Dalam suatu hadist riwayat muslim, Rasulullah bersabda takutlah pada dunia dan pada  wanita. Sebagai perempuan yang ingin sekali jatuh cinta dengan tepat, aku diam merenung. Ternyata aku selama ini  telah jauh dan kurang paham mengenai penempatan cinta yang seharusnya. Kita pasti bertanya-tanya bagaimana cara mengontrol hati kita jika sudah terlanjur jatuh cinta dengan cara yang salah? Intropeksi diri, ada yang salah dari cara bergaul kita dengan lawan jenis. Kita chattingan dengan tesenyum lalu membayangkannya saja sudah termasuk zina. Jadi betapa tertamparnya hati ini ketika medengar itu.
Nabi SAW bersabda, takutlah kalian pada penyakit “kasmaran” dan nabi menawarkan solusi untuk kita ketika “kasmaran” telah menjangkit hati kita, yang pertama adalah tidak mengembangkan perasaan, dengan contoh jika kita jatuh cinta pada seseorang yang seorganisasi atau sekomunitas dengannya bisa jadi kita harus keluar dari organisasi atau komunitas itu kalau hati kita tidak terkontrol dan dengan melakukan hal tersebutpun kita sudah dikatakan hijrah, jadi hijrah tidak hanya tentang pakaian tapi hati kita juga harus hijrah. Yang kedua bersabar, dengan tidak mengungkapkan perasaan sampai diri kita  berani untuk mengambil langkah selanjutnya. Yang ketiga dengan mempersibuk diri kita dengan ketaatan kepadaNya, menyerahkan semuanya kepada sang pencipta.

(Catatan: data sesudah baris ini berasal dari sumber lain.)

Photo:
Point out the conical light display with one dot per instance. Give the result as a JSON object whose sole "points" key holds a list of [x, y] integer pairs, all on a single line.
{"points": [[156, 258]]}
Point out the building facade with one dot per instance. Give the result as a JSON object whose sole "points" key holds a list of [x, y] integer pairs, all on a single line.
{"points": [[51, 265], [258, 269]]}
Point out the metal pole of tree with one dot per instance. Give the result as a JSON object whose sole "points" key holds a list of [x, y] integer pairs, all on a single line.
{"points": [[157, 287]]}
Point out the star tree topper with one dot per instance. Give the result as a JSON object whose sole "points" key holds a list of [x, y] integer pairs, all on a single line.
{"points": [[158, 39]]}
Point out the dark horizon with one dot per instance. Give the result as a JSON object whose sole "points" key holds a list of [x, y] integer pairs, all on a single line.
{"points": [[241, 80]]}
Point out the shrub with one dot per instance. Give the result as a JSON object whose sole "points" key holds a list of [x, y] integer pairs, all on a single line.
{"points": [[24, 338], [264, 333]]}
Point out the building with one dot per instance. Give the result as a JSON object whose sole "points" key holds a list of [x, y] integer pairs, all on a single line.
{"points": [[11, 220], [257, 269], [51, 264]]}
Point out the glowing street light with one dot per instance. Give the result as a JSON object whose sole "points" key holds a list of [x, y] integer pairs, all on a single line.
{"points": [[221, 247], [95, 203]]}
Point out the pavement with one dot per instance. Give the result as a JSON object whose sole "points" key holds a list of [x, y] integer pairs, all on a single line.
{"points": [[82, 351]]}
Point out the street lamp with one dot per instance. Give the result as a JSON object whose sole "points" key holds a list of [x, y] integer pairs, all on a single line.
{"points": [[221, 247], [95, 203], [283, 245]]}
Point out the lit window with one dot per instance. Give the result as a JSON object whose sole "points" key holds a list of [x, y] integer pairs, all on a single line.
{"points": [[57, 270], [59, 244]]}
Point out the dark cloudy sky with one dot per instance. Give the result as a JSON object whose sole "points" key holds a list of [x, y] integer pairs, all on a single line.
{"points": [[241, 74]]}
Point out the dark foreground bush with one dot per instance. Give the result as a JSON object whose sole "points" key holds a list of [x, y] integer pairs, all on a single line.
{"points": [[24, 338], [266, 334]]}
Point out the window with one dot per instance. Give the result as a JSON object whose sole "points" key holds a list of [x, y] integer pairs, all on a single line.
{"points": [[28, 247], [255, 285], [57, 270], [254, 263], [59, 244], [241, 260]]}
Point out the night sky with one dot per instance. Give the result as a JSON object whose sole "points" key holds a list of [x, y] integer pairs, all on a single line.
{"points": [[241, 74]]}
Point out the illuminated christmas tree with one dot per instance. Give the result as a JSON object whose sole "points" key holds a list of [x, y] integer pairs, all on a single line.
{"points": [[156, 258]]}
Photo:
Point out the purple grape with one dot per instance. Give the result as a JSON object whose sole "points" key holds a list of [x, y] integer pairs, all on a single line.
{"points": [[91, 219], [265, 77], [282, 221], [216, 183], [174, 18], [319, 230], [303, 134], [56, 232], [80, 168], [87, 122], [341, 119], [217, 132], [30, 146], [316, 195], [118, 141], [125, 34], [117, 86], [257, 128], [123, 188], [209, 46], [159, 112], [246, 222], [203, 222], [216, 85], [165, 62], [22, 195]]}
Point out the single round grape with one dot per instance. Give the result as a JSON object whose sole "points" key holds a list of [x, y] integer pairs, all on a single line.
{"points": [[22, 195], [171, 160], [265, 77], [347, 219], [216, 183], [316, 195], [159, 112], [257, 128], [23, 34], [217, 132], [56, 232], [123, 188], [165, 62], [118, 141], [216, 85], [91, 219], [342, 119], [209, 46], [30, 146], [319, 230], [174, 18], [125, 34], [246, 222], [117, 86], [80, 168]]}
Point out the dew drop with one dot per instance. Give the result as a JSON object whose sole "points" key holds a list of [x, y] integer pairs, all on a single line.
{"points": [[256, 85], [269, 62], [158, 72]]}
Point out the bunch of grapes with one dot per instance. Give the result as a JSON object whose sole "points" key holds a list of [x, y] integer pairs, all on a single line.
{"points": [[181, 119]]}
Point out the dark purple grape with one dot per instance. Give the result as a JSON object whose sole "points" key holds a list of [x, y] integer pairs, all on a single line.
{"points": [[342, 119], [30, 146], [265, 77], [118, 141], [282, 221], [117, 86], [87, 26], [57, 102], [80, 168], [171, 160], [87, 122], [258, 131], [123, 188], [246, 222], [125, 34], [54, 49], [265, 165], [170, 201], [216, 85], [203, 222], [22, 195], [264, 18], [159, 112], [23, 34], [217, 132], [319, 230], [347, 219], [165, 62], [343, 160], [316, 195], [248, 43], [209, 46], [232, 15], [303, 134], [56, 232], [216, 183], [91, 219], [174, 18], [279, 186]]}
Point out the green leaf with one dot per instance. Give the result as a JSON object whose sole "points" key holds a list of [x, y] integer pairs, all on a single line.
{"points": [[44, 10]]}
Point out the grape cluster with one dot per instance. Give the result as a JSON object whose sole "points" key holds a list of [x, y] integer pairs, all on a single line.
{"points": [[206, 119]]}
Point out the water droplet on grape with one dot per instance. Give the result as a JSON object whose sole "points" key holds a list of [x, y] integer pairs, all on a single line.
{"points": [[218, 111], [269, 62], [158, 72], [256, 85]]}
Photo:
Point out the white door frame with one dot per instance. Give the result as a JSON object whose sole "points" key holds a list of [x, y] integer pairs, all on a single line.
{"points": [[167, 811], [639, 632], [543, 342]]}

Sempat berfikir bagaimana dengan menyebutkan namanya dalam doa sepertiga malam. Hal itu beda tipis dengan zina hati jika kita tidak memiliki tauhid yang kuat.  Iya, semuanya seakan terjawab di sore itu. Gerimis yang tiba-tiba membasahi semakin membuat kami larut dalam kisah cinta yang seharusnya kita peruntukkan pada zat pemilik hati.
Dengan penjelasan yang begitu singkat itu, sebenarnya aku kurang puas. Karena ini perkara cinta, yang datang tiba-tiba tanpa kita mau. Iya, itu artinya ada yang salah dengan hati kita. Kukira kali ini  prasangkaku benar, kita sebagai manusia selalu berharap lebih pada selainNya. Padahal kita selalu berharap surgaNya. Dan tentu saja surga itu tidak mudah dan tidak murah. Jadi sudah sejauh mana usaha kita untuk mendapatkannya? Sudah layakkah kita mendapatkannya? Ketika ditulisanku kemarin mari membenahi mimpi, sekarang mari kita juga membenahi  ukhrowi. Sungguh tulisan ini tamparan bagi diri.

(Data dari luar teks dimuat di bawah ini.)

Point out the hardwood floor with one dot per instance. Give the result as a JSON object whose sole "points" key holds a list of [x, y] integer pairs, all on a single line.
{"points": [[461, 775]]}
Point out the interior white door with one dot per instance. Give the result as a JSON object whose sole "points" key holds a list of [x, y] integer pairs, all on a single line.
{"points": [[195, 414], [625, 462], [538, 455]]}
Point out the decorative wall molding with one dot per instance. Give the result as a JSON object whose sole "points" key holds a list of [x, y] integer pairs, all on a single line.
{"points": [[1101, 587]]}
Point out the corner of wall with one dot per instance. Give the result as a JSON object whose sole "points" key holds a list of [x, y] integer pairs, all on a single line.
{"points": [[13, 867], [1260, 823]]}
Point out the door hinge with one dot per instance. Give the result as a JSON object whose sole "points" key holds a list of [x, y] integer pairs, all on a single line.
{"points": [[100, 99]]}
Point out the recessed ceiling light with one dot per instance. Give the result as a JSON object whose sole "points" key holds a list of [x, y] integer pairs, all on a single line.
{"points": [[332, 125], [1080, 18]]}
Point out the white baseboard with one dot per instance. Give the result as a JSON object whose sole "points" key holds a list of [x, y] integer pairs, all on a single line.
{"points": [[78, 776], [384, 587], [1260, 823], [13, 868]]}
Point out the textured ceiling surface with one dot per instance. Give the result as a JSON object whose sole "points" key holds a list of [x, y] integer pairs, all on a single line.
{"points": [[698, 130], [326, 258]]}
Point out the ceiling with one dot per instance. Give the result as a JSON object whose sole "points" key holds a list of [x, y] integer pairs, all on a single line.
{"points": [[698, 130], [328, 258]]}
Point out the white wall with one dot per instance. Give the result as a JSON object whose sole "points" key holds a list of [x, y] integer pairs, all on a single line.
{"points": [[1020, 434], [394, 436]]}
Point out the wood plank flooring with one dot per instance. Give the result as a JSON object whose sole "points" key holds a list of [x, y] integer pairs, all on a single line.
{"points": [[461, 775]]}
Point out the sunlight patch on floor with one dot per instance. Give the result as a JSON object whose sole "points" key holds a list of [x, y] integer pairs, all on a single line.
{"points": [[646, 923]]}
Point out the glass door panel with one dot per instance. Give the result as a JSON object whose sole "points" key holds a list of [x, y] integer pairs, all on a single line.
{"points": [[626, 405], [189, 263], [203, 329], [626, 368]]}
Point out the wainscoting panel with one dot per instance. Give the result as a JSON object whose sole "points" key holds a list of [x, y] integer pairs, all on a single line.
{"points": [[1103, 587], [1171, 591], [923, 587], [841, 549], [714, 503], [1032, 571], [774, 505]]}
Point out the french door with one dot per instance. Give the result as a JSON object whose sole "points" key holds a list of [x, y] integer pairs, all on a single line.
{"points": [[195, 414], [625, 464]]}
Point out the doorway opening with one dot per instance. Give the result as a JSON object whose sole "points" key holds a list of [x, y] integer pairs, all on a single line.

Mari jatuh cintakan cinta kita ke pemilik cinta yang sebenarnya, semoga bermanfaat.^^

Sabtu, 12 Januari 2019

Tentang rasa dan asa untuk cita cita

Prinsip hidup tentang hidup harus bermanfaat bagi orang lain, harus terus berbuat baik, dan tentunya hidup itu adalah amanah, prinsip itu akan selalu melekat sampai kapanpun. Kali ini, aku akan bicara tentang berbagi bukan hanya tentang uang. Bagi sebagian orang berbagi adalah seberapa banyak kita menyisihkan uang untuk orang lain. Di kamus hidupku berbagi adalah membagikan semua yang bisa kita bagikan saat itu juga. Karena yang kumiliki saat ini hanya berupa sebiji ilmu dan rasa empati untuk menolong, maka itu yang akan jadi prioritas untuk berbagi.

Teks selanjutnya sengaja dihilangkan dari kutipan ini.